The present study was performed to understand the role of Rspo2 in the oxLDL-induced apoptosis of macrophages. It was demonstrated that Rspo2 had a functional role in oxLDL-mediated macrophage apoptosis and is the first report, to the best of our knowledge, linking Rspo2 to the regulation of macrophage biology, particularly apoptosis. In another study, Rspo2 knockdown has been linked with reduced cell viability of human Schwann tumors, however, this involved the regulation of Wnt signaling (25). Until now, the majority of studies have suggested that the functional activity of R-spondin proteins has been via the regulation of Wnt signaling in all biological pathways, including cancer (16,26). However, the present study is the first to establish the role of R-spondin proteins in the regulation of atherosclerosis.

According to previous literature, lipid uptake in macrophages is a key factor during the process of cardiovascular disease (5). Of note, the present study found that Rspo2 protein negatively regulated the uptake of oxLDL by macrophages and that this was mediated through regulation of the expression of the scavenger receptor protein, CD36, which is involved in liquid uptake by macrophages. The effect of Rspo2 on CD36 was mediated through regulation of the nuclear translocation of PPAR-γ. This particular observation has an implication in preventing oxLDL uptake by macrophages if Rspo2 is overexpressed, ultimately leading to the inhibition of foam cell formation and finally reducing the overall ability of necrotic plaque formation in atherosclerosis.

The scavenger receptor, CD36, is predominantly distributed on different immune cell subsets, including macrophages and dendritic cells, and other cell types, including platelets, endothelial cells, adipocytes and muscle cells, and has been shown to be important in fatty acid metabolism (27), heart disease (28) and the processing of dietary fat (29). Thus, it has implications in glucose tolerance, hypertension, diabetes, cardiovascular problems, Alzheimer's disease and lipoprotein endocytosis in macrophages (23,30). In this context, the data obtained in the present study, which suggested that Rspo2 has the ability to regulate the expression of CD36, indicates the potential of Rspo2 as a suitable target for other diseases, which requires investigation.

Our previous study showed that Wnt pathway positively regulated the expression of CD36 (21), whereas Rspo2, a recognized Wnt pathway activator, was observed to inhibit the expression of CD36. At present, this differential effect remains to be fully elucidated, however, it may be that Rspo2 inhibited PPAR-γ nuclear translocation through another mechanism in the macrophages. In addition, there are further questions remaining, including whether oxLDL can also regulate the expression of Rspo2, and whether Rspo2 is involved in the regulation of liquid outflow from the macrophages. Further investigations are required to address these questions of interest.
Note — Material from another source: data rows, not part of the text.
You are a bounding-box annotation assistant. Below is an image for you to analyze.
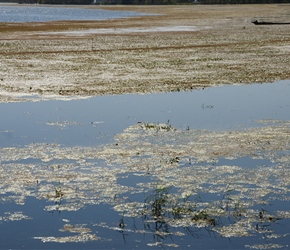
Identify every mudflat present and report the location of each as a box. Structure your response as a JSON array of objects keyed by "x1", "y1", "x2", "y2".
[{"x1": 0, "y1": 4, "x2": 290, "y2": 102}]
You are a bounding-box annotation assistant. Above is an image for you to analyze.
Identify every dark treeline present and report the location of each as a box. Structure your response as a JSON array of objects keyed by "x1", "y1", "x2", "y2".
[{"x1": 13, "y1": 0, "x2": 289, "y2": 5}]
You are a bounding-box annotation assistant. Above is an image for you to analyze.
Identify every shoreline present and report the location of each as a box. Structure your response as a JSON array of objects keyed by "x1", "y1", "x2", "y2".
[{"x1": 0, "y1": 4, "x2": 290, "y2": 102}]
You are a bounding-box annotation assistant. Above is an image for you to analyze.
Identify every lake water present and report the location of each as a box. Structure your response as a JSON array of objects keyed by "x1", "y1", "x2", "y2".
[
  {"x1": 0, "y1": 4, "x2": 148, "y2": 22},
  {"x1": 0, "y1": 81, "x2": 290, "y2": 249}
]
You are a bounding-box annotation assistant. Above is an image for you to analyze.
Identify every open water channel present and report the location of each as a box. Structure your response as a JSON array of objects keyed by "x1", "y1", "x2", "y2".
[{"x1": 0, "y1": 81, "x2": 290, "y2": 249}]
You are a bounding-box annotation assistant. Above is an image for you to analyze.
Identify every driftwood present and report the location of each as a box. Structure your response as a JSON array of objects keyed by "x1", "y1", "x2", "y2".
[{"x1": 252, "y1": 20, "x2": 290, "y2": 25}]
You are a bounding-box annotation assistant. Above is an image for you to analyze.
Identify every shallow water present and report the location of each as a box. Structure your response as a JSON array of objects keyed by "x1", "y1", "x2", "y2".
[
  {"x1": 0, "y1": 81, "x2": 290, "y2": 249},
  {"x1": 0, "y1": 5, "x2": 148, "y2": 22},
  {"x1": 0, "y1": 81, "x2": 290, "y2": 146}
]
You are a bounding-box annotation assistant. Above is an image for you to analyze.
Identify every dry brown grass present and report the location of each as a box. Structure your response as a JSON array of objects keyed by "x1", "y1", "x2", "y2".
[{"x1": 0, "y1": 4, "x2": 290, "y2": 101}]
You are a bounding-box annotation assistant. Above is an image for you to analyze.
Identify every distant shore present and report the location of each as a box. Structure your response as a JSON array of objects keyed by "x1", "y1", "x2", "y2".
[{"x1": 0, "y1": 4, "x2": 290, "y2": 102}]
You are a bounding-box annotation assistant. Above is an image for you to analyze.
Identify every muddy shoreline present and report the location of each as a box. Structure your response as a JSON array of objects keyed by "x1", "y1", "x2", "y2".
[{"x1": 0, "y1": 4, "x2": 290, "y2": 102}]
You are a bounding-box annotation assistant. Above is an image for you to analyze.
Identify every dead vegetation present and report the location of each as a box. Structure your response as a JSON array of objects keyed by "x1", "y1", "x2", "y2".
[{"x1": 0, "y1": 5, "x2": 290, "y2": 101}]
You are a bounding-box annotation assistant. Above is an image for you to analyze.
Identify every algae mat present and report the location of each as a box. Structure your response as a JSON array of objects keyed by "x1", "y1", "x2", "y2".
[{"x1": 0, "y1": 81, "x2": 290, "y2": 249}]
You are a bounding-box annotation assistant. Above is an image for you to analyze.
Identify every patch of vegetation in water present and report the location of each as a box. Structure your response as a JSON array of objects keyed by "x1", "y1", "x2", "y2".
[{"x1": 0, "y1": 121, "x2": 290, "y2": 248}]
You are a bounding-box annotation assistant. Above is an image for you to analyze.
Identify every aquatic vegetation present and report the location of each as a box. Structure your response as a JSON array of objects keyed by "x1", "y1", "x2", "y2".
[{"x1": 0, "y1": 121, "x2": 290, "y2": 248}]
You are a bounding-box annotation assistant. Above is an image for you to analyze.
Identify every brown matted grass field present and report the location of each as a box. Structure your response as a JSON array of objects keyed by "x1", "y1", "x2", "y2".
[{"x1": 0, "y1": 4, "x2": 290, "y2": 102}]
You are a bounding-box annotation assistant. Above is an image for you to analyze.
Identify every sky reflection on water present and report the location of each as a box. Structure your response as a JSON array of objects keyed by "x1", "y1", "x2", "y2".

In conclusion, the present study showed that the Rspo2 protein protected against the oxLDL-induced apoptosis of macrophages through negative regulation of the expression of the scavenger receptor protein, CD36. In addition Rspo2 decreased oxLDL-induced ER stress and ROS production in the differentiated macrophages. The findings of the current study provide novel insight on lipid overload-associated disease, including atherosclerosis, and may be aid the development of improved therapies.